The Drawbacks of Going on Autopilot

Last year, I wrote a blog post about the trouble with being in ‘autopilot’ mode when it comes to our mental health. At the time, my focus about being on autopilot came in terms of awareness and understanding. Rather than simply recognizing the what and where, I wanted to understand more about the why. In time, I’ve learned how to harness that focus to get things done even when I’m experiencing symptoms of mental illness. However, there are also drawbacks to this approach and today, I’d like to reflect on some of what I learned.

A big inspiration for my post about being on auto-pilot surrounded my productivity. I go through phases of learning when it comes to my mental health, figuring out which ways will help me in the moment. One of the phases I went through last year was learning about productivity. I knew if I only did something when I had the desire/energy to do it, there is a lot I would miss out on or not be able to get done. So, I learned how to best manage my depression and anxiety in a way that avoided creating a bigger burden on myself.

While I did see improvement, I think there were some drawbacks to this approach that I didn’t consider until recently. I was relying too much on accomplishing a specific goal that it mattered less how I got there. There might have been a few ways to get a task done but rather than run down that list of options and figure out the best one for the moment, I leapt to the first one I thought of and went into auto-pilot mode.

Naturally, this creates a lot of problems not only for myself, but those around me. I thought I was doing this to get things done, but I’m realizing now that I go into auto-pilot before the decision is even being made. That means I’m moving faster than I should be, and that doesn’t always lead to the best decision-making.
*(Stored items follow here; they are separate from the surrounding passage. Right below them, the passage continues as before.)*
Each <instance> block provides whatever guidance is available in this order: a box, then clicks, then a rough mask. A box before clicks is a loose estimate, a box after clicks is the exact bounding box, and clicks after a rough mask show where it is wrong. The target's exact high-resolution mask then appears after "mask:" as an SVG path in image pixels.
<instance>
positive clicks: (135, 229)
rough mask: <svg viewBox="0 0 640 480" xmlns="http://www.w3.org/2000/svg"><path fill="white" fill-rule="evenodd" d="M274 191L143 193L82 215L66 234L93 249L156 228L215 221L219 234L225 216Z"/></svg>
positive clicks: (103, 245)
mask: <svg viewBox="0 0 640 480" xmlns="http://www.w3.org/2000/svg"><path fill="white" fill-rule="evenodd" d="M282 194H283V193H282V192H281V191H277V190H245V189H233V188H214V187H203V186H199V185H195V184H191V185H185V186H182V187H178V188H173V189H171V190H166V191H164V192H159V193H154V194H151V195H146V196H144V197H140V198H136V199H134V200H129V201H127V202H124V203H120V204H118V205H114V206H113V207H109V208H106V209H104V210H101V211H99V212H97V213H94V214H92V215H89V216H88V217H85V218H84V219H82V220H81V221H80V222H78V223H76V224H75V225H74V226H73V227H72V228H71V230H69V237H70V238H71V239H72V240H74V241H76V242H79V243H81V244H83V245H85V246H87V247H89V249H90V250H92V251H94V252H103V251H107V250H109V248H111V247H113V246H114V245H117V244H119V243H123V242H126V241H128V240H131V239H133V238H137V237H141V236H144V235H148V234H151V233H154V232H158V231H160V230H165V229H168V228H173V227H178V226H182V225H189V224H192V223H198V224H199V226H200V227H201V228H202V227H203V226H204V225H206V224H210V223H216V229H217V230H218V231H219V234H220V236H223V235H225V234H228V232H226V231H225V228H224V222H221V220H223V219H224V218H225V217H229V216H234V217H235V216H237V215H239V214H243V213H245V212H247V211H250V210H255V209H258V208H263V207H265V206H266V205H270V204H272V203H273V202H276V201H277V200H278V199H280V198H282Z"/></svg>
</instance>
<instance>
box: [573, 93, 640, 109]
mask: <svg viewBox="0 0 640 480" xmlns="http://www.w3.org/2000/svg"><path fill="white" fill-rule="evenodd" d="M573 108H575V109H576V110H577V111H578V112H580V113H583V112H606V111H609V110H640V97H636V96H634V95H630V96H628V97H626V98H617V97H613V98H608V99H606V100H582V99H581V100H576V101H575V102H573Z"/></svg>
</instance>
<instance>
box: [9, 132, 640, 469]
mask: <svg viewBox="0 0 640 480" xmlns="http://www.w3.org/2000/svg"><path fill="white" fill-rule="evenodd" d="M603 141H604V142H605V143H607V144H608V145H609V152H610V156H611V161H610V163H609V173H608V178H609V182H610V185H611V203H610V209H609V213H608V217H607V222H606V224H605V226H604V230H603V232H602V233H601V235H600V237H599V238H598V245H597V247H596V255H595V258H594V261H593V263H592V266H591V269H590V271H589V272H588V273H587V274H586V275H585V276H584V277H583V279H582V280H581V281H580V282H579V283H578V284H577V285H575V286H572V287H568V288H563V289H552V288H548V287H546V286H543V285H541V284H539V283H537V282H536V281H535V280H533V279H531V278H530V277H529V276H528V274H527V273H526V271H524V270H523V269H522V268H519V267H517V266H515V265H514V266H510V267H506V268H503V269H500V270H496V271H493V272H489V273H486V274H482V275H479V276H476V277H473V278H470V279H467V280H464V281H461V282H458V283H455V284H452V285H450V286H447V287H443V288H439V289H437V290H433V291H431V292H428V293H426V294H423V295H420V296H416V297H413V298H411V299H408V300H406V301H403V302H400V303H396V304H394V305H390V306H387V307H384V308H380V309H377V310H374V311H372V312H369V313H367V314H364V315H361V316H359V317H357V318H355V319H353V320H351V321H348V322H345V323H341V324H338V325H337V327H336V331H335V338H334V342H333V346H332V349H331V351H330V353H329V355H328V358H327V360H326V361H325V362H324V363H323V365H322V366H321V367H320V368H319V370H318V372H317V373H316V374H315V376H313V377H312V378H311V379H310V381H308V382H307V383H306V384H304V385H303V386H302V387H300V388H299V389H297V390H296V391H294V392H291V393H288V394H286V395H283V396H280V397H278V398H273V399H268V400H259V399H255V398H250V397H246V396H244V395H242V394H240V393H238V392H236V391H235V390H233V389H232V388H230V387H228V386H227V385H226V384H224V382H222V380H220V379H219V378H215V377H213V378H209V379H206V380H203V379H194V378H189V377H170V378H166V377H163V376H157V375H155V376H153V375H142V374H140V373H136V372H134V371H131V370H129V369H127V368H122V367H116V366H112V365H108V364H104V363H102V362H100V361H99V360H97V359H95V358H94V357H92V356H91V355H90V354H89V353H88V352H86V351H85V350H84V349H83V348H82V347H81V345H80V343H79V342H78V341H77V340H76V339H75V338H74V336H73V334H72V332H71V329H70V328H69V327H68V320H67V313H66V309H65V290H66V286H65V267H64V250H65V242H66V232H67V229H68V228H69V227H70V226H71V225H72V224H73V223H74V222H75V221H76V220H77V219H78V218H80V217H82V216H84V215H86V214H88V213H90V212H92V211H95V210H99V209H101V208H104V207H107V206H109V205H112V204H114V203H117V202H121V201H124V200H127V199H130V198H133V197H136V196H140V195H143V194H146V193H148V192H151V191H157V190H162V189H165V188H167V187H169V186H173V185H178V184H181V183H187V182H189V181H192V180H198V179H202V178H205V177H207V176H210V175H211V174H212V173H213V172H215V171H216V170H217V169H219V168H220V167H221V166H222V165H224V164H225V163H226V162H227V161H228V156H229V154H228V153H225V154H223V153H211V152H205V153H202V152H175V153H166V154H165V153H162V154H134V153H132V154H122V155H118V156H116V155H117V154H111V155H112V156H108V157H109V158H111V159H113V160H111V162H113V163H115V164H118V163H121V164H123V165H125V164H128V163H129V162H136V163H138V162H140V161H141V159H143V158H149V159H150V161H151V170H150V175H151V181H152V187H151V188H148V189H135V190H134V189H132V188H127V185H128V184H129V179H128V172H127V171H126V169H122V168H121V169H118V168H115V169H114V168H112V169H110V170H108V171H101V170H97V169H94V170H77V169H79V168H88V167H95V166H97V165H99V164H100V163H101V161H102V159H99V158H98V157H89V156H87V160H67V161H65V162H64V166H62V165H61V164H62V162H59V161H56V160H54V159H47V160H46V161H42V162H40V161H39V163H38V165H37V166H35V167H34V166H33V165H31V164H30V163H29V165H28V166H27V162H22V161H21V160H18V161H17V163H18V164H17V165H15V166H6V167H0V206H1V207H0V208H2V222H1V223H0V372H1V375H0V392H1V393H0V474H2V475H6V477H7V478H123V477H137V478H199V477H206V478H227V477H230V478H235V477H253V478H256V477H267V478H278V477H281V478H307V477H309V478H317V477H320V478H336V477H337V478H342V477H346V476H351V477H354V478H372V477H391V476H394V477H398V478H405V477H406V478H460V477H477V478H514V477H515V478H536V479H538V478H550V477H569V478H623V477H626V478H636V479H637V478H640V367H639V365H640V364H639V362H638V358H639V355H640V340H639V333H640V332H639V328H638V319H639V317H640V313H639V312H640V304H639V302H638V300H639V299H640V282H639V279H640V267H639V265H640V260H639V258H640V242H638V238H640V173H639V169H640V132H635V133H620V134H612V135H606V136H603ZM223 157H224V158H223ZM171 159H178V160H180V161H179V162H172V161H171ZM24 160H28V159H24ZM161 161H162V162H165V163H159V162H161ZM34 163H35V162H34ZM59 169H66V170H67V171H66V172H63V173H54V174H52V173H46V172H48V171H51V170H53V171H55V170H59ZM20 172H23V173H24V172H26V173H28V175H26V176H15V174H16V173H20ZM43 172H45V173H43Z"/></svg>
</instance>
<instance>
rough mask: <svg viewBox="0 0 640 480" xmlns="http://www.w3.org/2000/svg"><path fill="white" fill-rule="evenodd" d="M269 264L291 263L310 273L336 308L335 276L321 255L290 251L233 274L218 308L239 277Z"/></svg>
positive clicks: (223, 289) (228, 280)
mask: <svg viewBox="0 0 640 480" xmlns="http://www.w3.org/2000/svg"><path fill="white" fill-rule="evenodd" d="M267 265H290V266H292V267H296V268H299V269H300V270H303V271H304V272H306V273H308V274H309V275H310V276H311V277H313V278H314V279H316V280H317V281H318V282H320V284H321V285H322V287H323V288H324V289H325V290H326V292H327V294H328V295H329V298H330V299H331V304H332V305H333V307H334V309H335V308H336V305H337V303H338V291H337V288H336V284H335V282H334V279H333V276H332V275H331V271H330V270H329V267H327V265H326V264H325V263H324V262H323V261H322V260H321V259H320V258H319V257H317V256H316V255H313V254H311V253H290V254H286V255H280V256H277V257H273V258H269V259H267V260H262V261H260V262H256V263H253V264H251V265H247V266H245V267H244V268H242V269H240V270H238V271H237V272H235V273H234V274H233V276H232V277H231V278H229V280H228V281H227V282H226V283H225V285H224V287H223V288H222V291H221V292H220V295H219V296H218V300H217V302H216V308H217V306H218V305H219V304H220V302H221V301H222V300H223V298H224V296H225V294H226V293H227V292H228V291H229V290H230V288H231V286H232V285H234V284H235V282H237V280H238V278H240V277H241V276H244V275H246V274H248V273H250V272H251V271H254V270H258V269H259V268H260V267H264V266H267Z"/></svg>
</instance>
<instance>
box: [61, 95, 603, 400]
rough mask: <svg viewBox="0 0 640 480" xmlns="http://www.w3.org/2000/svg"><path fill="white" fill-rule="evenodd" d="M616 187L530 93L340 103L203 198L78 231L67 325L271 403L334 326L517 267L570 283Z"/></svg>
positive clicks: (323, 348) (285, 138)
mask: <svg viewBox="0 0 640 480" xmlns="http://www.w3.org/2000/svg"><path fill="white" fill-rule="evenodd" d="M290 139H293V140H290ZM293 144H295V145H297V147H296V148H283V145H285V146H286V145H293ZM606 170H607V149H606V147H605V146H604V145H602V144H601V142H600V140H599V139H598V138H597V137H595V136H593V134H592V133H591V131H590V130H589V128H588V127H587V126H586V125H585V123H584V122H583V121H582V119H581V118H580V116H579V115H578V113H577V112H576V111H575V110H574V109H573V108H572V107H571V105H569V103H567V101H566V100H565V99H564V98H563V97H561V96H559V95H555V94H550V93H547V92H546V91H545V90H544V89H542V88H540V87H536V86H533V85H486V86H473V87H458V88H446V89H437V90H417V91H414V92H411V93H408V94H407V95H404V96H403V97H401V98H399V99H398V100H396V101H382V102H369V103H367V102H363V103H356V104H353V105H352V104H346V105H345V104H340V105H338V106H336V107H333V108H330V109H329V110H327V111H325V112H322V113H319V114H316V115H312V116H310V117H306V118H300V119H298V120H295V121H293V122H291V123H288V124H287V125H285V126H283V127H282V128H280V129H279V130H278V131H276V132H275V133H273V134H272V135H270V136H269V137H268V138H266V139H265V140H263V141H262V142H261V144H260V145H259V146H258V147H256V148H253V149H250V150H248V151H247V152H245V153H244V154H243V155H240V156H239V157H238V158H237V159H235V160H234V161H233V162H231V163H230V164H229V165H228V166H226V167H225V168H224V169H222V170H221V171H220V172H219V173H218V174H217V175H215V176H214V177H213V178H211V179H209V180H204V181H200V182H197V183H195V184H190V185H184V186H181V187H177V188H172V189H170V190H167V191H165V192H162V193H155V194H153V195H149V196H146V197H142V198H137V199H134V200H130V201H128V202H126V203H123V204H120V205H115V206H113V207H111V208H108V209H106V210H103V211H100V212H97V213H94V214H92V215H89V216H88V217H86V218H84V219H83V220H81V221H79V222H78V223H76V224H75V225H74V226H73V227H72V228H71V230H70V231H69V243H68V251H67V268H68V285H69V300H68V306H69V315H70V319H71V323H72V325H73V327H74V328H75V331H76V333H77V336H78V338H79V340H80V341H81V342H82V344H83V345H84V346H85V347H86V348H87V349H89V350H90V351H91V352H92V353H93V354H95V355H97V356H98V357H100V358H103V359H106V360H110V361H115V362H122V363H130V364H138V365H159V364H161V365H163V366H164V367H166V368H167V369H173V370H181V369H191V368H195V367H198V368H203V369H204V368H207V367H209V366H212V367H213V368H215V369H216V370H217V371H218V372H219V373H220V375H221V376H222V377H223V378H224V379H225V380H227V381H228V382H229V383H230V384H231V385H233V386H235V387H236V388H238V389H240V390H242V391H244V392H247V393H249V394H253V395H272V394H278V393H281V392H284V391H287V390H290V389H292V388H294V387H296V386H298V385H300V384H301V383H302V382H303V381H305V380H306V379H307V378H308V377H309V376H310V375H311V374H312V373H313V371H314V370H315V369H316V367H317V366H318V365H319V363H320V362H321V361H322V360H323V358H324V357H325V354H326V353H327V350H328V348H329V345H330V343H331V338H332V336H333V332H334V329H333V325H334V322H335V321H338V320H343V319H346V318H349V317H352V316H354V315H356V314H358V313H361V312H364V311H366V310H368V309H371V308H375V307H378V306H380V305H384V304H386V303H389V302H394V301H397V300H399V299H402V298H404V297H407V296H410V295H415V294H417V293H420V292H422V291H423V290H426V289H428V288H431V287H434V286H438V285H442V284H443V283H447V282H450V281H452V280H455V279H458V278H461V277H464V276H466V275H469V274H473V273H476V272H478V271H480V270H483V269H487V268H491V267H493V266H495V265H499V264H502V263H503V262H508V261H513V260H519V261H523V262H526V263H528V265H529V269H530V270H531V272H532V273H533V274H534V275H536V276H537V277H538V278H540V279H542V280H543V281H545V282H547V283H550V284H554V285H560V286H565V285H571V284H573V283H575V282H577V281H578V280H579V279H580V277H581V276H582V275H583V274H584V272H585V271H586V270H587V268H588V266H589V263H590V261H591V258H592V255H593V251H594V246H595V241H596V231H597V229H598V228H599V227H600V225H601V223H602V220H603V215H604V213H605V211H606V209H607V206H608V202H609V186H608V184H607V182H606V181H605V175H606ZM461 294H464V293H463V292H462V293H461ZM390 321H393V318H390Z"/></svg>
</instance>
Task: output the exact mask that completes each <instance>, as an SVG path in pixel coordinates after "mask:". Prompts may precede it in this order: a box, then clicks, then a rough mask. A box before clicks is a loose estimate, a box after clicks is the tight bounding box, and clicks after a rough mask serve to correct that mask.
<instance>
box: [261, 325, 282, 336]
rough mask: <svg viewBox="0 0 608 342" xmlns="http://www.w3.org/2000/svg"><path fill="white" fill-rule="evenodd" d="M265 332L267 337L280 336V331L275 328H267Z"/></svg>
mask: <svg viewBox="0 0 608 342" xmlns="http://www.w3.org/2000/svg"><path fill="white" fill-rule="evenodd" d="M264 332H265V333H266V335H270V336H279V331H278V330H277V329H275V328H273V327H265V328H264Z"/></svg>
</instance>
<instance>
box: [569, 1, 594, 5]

I’m still working my way through learning this about myself so I apologize if this post sounds vague or confusing. But to be honest, this is something I’m working out in real time. I’d like to think that my mental health toolkit is foolproof, but it’s not. Things will be added and taken away, and I’ll learn and adapt to finding what works best for me and the people around me. It’s not just about what works once or twice – it’s about whether I can incorporate something into my everyday life. When I start to have trouble with that, I need to go back to the drawing board and figure out what to do. And even though that can be frustrating at times, I know it will help – and often, that’s the whole point.